In your example, the 0.2 correlation and the -0.2 correlation have equal value in your model. A negative correlation just means that as one value goes up, the other goes down.
Also, the closer to 1 for a positive correlation and closer to -1 for a negative correlation, the more useful it will be for a modelling algorithm.

For most algorithms, the independent variables do not have to be un-correlated to be useful in a model. Most models will handle the cross-correlation between features, and in some cases, dropping one of them could actually be detrimental, possibly losing some information that would have been useful to the model.
Usually we drop features if we have too many of them, they are too sparse, or if our feature to row ratio is too high.
Both of these facts apply for Classification and Regression equally.

Donald S

Posted 2020-07-10T14:11:49.807

Reputation: 1 493

Closer the correlation coefficient is to 1 or -1 between the independent and dependent variable, the better right? But we want lower correlation between the independent variables. – user100552 – 2020-07-14T14:05:02.993

1Yes, your first statement is correct. To address your second statement: For most algorithms, the independent variables do not have to be un-correlated to be useful in a model. Most models will handle the cross-correlation between features, and in some cases, dropping one of them will actually be detrimental, possibly losing some information that would have been useful to the model.

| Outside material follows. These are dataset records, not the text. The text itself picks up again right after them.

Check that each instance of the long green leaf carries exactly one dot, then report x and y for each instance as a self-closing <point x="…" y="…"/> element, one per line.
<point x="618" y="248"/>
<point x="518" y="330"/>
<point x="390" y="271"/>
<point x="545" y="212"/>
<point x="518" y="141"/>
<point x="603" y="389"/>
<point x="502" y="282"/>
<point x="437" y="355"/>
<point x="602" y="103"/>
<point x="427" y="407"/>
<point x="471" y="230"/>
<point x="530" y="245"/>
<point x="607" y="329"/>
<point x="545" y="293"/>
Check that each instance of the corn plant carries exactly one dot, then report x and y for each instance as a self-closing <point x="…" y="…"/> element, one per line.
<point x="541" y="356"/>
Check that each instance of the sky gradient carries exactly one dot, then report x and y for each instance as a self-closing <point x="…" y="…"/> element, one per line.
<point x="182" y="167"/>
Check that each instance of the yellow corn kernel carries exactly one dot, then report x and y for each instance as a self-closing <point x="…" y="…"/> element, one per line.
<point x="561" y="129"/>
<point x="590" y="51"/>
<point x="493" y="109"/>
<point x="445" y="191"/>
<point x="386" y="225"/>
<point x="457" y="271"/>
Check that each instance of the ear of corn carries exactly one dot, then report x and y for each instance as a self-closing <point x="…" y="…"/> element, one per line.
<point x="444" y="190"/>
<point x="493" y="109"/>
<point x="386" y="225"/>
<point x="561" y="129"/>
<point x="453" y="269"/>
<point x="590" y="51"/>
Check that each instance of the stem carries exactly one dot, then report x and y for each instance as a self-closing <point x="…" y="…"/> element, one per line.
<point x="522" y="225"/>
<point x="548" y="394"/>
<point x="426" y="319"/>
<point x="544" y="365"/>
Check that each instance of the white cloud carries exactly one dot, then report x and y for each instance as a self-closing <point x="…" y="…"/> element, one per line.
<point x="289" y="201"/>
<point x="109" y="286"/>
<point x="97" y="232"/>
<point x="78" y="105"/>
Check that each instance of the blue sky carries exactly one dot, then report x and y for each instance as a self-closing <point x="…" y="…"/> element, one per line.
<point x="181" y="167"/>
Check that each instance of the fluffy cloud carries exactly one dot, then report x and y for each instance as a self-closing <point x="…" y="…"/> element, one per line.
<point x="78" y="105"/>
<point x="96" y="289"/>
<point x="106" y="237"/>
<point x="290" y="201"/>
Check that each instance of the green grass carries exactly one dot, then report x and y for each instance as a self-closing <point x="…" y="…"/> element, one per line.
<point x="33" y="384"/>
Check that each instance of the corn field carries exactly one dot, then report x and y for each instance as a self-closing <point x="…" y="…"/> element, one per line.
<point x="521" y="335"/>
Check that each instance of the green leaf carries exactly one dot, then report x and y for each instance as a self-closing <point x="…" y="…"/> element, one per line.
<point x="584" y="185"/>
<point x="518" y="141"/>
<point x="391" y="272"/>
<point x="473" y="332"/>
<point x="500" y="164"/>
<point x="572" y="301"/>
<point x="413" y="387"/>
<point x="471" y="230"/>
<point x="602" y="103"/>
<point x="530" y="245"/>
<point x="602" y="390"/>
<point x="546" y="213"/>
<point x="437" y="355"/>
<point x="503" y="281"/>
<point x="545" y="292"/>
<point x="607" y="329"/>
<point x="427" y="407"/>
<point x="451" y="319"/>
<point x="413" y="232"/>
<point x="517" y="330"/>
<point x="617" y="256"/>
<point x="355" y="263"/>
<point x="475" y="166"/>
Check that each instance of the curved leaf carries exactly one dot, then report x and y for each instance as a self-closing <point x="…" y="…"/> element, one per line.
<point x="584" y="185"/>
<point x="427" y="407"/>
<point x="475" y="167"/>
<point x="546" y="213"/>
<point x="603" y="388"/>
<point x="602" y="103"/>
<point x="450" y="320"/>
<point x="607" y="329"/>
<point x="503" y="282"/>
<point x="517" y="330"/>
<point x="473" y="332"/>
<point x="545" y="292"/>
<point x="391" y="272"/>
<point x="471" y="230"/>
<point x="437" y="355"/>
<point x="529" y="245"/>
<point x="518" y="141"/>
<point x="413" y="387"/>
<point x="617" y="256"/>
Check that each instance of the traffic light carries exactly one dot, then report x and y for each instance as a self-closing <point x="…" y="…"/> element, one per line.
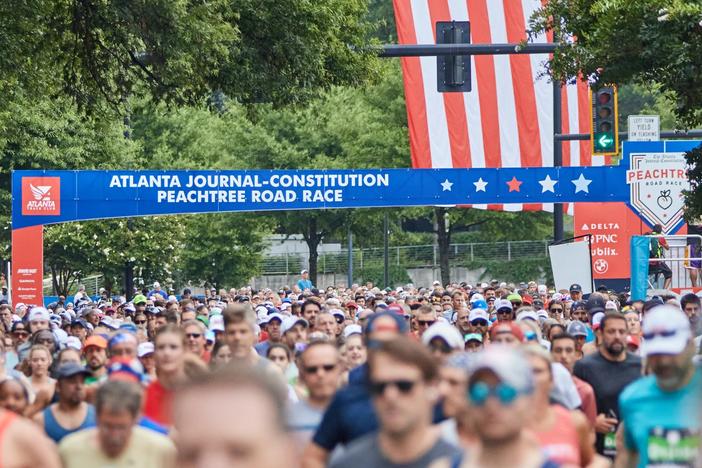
<point x="453" y="71"/>
<point x="604" y="118"/>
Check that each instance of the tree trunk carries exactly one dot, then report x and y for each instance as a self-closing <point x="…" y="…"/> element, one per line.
<point x="313" y="238"/>
<point x="443" y="238"/>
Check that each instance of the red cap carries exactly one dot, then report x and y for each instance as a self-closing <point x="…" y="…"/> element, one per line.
<point x="506" y="327"/>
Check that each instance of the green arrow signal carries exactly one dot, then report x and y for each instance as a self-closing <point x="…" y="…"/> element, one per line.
<point x="605" y="140"/>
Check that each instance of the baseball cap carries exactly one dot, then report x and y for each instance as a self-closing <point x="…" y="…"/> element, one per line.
<point x="145" y="348"/>
<point x="70" y="369"/>
<point x="39" y="313"/>
<point x="503" y="304"/>
<point x="577" y="328"/>
<point x="476" y="314"/>
<point x="353" y="329"/>
<point x="507" y="327"/>
<point x="95" y="340"/>
<point x="666" y="330"/>
<point x="72" y="342"/>
<point x="508" y="364"/>
<point x="139" y="299"/>
<point x="290" y="322"/>
<point x="527" y="314"/>
<point x="216" y="323"/>
<point x="446" y="332"/>
<point x="515" y="298"/>
<point x="473" y="337"/>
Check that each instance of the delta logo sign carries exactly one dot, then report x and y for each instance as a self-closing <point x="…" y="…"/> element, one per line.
<point x="41" y="196"/>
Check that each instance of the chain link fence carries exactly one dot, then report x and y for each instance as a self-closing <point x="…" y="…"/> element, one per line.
<point x="412" y="256"/>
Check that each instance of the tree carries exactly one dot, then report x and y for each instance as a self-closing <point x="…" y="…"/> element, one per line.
<point x="223" y="249"/>
<point x="623" y="41"/>
<point x="181" y="51"/>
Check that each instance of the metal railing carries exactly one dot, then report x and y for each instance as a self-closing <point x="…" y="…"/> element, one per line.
<point x="413" y="256"/>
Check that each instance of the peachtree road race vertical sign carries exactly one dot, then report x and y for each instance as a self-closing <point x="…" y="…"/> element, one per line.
<point x="656" y="182"/>
<point x="47" y="197"/>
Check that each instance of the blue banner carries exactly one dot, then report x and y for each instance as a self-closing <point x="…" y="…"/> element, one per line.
<point x="48" y="197"/>
<point x="640" y="252"/>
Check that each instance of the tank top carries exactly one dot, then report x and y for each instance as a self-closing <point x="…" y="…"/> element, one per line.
<point x="561" y="442"/>
<point x="5" y="421"/>
<point x="56" y="432"/>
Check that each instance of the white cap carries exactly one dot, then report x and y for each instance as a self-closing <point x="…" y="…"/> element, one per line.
<point x="290" y="322"/>
<point x="666" y="330"/>
<point x="216" y="322"/>
<point x="448" y="333"/>
<point x="72" y="342"/>
<point x="39" y="313"/>
<point x="353" y="329"/>
<point x="145" y="348"/>
<point x="478" y="314"/>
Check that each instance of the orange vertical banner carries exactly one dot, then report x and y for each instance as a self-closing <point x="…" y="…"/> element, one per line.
<point x="28" y="265"/>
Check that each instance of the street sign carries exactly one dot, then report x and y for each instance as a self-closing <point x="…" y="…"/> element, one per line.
<point x="644" y="127"/>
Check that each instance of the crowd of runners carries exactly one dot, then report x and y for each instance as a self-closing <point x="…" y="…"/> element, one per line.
<point x="492" y="375"/>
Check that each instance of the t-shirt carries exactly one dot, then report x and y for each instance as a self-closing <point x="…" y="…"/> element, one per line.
<point x="663" y="427"/>
<point x="145" y="449"/>
<point x="157" y="403"/>
<point x="608" y="379"/>
<point x="365" y="452"/>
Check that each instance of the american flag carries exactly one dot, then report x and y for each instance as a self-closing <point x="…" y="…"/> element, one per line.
<point x="507" y="118"/>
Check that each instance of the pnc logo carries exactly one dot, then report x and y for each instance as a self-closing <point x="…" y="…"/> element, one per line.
<point x="41" y="196"/>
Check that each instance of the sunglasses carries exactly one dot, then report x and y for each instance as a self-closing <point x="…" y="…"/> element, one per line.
<point x="479" y="393"/>
<point x="662" y="334"/>
<point x="315" y="369"/>
<point x="403" y="386"/>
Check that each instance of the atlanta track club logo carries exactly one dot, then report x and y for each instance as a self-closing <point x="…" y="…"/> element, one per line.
<point x="41" y="196"/>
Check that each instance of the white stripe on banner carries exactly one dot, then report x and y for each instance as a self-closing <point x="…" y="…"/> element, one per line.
<point x="436" y="112"/>
<point x="573" y="123"/>
<point x="509" y="133"/>
<point x="459" y="12"/>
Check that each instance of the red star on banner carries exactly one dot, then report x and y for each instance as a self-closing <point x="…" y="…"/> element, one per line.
<point x="514" y="184"/>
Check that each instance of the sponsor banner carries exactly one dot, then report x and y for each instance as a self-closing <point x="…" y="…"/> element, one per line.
<point x="59" y="196"/>
<point x="611" y="225"/>
<point x="27" y="265"/>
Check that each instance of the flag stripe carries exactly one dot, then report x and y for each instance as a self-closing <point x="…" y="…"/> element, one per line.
<point x="436" y="112"/>
<point x="414" y="89"/>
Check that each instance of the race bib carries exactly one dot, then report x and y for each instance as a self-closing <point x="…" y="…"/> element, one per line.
<point x="610" y="445"/>
<point x="673" y="447"/>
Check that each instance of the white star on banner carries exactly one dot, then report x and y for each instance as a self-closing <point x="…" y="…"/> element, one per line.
<point x="446" y="186"/>
<point x="548" y="184"/>
<point x="480" y="185"/>
<point x="581" y="184"/>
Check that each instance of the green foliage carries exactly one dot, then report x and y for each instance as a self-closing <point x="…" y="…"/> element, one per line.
<point x="623" y="41"/>
<point x="514" y="270"/>
<point x="375" y="274"/>
<point x="693" y="197"/>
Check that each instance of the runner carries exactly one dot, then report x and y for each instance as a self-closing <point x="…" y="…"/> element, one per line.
<point x="117" y="440"/>
<point x="403" y="382"/>
<point x="608" y="371"/>
<point x="71" y="413"/>
<point x="660" y="412"/>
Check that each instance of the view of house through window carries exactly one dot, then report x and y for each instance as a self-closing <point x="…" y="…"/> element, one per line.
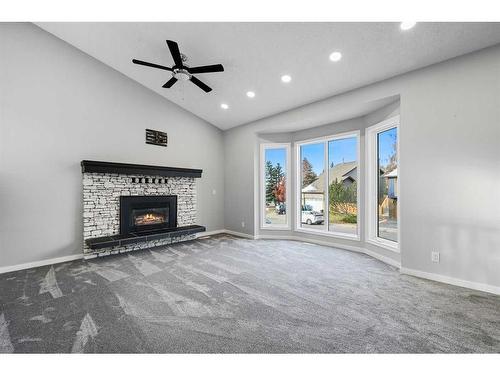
<point x="275" y="186"/>
<point x="342" y="185"/>
<point x="313" y="192"/>
<point x="387" y="192"/>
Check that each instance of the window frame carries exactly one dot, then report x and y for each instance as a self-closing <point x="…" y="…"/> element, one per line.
<point x="262" y="200"/>
<point x="298" y="183"/>
<point x="371" y="135"/>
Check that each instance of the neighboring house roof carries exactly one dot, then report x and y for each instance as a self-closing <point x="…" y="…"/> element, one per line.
<point x="391" y="174"/>
<point x="339" y="172"/>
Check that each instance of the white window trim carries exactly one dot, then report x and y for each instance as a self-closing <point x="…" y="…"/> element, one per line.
<point x="262" y="200"/>
<point x="298" y="184"/>
<point x="371" y="185"/>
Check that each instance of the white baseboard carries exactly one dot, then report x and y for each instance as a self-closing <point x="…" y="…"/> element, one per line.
<point x="356" y="249"/>
<point x="239" y="234"/>
<point x="382" y="258"/>
<point x="40" y="263"/>
<point x="210" y="233"/>
<point x="451" y="280"/>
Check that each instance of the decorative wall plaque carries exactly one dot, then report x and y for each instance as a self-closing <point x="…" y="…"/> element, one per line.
<point x="156" y="137"/>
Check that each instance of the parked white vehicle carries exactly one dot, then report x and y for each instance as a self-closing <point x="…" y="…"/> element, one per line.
<point x="311" y="217"/>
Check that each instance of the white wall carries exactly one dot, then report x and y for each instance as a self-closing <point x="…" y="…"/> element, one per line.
<point x="450" y="163"/>
<point x="59" y="106"/>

Both of these facts apply for Classification and Regression equally. Usually we drop features if we have too many of them, they are too sparse, or if our feature to row ratio is too high. – Donald S – 2020-07-14T14:21:15.313

3

There's no problem in having negative correlations, in fact, if you change C to -C the correlation will be positive and every machine learning model I know should be equivalent trained on a variable or the same one with the sign changed.

So no, in any supervised case, regression or classification, it doesn't matter if there are negative correlations among features, and it happens almost every time.

David Masip

Posted 2020-07-10T14:11:49.807

Reputation: 5 101